2017 seems to have been the year of high-profile data breaches. September saw consumer credit reporter Equifax announce that a hack stole info pertaining to 145 million of its customers, including full names, drivers license and social security numbers, and even complete addresses. The attack was initially carried out in May, the same month that the North Korean WannaCry hack devastated computer systems across the globe.
Only months later, ride sharing app and transportation giant Uber revealed that they had suffered their own breach which, while only revealing scant identifying information about customers, saw driving license information from 600,000 of their own employees stolen. The company hid evidence of the attack for over a year. Image hosting site Imgur similarly had user data stolen back in 2014 but hid evidence of the incident until this year. Yet another potential breach has been discovered, this time hitting marketing analytics firm Alteryx.

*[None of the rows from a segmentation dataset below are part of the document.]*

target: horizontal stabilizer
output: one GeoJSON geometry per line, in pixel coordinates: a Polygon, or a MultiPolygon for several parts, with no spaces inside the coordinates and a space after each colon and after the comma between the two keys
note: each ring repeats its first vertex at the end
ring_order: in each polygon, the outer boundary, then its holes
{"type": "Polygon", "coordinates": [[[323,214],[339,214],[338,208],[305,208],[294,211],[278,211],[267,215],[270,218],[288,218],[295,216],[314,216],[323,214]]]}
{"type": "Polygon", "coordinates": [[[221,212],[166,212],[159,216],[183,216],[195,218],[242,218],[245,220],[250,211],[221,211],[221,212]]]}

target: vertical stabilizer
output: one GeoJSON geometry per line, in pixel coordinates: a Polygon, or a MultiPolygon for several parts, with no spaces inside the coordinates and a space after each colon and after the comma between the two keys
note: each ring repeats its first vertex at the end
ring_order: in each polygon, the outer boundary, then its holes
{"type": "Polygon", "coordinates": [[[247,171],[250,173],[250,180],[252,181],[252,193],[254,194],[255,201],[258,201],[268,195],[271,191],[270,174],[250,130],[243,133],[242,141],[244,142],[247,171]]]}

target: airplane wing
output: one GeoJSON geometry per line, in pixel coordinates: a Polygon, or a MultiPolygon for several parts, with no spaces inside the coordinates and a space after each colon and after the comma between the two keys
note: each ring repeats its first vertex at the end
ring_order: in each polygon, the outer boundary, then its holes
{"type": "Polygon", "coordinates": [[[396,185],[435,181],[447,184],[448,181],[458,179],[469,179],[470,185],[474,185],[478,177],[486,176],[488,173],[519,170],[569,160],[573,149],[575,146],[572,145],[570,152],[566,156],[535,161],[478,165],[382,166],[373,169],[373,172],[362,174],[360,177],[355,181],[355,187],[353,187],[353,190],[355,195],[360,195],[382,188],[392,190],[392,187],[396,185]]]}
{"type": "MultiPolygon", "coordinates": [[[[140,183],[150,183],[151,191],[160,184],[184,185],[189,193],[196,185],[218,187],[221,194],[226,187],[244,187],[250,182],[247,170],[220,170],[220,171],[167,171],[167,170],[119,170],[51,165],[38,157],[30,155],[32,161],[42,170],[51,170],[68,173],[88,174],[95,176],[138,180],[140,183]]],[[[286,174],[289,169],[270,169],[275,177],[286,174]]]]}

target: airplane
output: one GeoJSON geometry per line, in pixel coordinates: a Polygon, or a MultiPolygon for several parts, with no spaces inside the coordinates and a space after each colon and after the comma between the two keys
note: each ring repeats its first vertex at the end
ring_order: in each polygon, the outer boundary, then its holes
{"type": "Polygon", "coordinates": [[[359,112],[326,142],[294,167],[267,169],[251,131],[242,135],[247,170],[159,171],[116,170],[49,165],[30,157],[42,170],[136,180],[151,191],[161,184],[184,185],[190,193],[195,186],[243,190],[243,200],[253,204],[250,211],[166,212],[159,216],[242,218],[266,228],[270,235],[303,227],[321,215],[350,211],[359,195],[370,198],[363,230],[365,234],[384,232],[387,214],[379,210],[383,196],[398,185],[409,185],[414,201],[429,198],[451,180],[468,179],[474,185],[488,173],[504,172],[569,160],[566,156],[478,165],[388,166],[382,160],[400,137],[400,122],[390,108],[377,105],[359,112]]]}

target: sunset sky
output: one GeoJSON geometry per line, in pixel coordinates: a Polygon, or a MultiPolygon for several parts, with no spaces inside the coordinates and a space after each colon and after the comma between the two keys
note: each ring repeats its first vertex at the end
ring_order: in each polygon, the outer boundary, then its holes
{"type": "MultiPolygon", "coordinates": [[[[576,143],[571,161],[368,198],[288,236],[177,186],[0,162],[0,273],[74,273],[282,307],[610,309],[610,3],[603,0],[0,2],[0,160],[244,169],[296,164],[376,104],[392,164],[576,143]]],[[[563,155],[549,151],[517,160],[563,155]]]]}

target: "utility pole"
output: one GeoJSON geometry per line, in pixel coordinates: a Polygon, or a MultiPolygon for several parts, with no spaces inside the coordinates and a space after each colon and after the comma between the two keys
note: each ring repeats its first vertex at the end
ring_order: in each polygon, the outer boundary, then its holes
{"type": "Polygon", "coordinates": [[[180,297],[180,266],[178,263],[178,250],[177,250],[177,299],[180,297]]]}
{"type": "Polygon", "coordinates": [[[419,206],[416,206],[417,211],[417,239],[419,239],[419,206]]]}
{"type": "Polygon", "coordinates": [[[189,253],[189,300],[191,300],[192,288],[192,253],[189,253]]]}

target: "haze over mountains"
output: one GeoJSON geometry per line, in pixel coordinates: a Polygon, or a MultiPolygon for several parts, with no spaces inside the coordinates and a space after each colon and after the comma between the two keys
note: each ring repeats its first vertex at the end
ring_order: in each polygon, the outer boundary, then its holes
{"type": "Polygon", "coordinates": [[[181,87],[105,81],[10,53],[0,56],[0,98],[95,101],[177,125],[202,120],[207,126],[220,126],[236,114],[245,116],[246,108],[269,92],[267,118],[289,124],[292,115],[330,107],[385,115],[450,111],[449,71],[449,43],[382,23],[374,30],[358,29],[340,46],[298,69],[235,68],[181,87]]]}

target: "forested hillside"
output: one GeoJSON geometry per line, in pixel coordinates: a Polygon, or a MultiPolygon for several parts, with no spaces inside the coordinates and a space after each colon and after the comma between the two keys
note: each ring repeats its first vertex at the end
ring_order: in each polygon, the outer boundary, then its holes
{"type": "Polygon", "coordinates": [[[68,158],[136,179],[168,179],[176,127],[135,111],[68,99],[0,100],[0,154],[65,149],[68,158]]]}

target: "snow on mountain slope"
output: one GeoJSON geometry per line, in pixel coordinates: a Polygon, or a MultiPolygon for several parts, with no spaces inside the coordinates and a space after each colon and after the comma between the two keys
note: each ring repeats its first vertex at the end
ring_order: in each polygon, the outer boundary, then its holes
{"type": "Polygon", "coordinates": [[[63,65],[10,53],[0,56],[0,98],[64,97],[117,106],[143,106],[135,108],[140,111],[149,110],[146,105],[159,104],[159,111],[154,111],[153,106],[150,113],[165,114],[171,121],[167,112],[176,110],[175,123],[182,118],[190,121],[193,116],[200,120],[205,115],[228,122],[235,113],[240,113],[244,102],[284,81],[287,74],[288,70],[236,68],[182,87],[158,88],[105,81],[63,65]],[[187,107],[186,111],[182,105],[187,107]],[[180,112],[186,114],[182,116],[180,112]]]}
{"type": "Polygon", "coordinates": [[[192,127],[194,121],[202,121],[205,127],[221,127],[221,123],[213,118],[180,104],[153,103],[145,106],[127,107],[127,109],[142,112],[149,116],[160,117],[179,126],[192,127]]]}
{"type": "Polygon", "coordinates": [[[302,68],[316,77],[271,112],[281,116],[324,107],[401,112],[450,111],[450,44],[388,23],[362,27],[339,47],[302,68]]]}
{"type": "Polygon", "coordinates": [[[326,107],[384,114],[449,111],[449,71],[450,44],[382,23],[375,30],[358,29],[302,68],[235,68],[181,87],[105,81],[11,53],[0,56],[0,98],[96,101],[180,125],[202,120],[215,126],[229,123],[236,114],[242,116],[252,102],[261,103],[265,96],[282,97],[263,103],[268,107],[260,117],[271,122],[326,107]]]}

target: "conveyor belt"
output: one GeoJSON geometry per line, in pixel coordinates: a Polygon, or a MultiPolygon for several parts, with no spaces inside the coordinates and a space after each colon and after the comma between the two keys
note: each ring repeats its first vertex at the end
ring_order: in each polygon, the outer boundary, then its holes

Researchers uncovered evidence that the company’s cloud-based storage, which held identifying information on upwards of a 123 million American households, did not have any significant security features in place. Cybersecurity firm UpGuard said the lack of security could leave anyone in the database open to anything from simple spam to full blown identity theft. Each entry in the system covered nearly 250 different points of identifying data including addresses, marital status, work info, ages, phone numbers, and revealing financial information.
Researchers at Upguard discovered the unprotected information back in October of this year. It was stored via an Amazon Web Services cloud storage space that was misconfigured, allowing anyone to create an account capable of accessing the data. The offending marketing company had also purchased information from other sources which was in turn stored on the unsecured server. This includes information from the United States Census Bureau and, more interestingly, Experian. Experian is a partner of Alteryx and, as it happens, is a major competitor of the previously hacked Equifax.
Both Alteryx and their partner have downplayed the incident, claiming that the misconfiguration was repaired and that the only information vulnerable to theft was “marketing data” that would not facilitate identity theft. Experian laid the blame squarely on Alteryx’ shoulders and further supported the latter’s claim that any data taken from the unsecured server would be inconsequential. UpGuard disagreed, saying that the information is an invaluable resource for identity theft, spamming, and underhanded marketing practices. They pointed out that the information could, for example, be used to answer security questions needed to change passwords on email and other web accounts.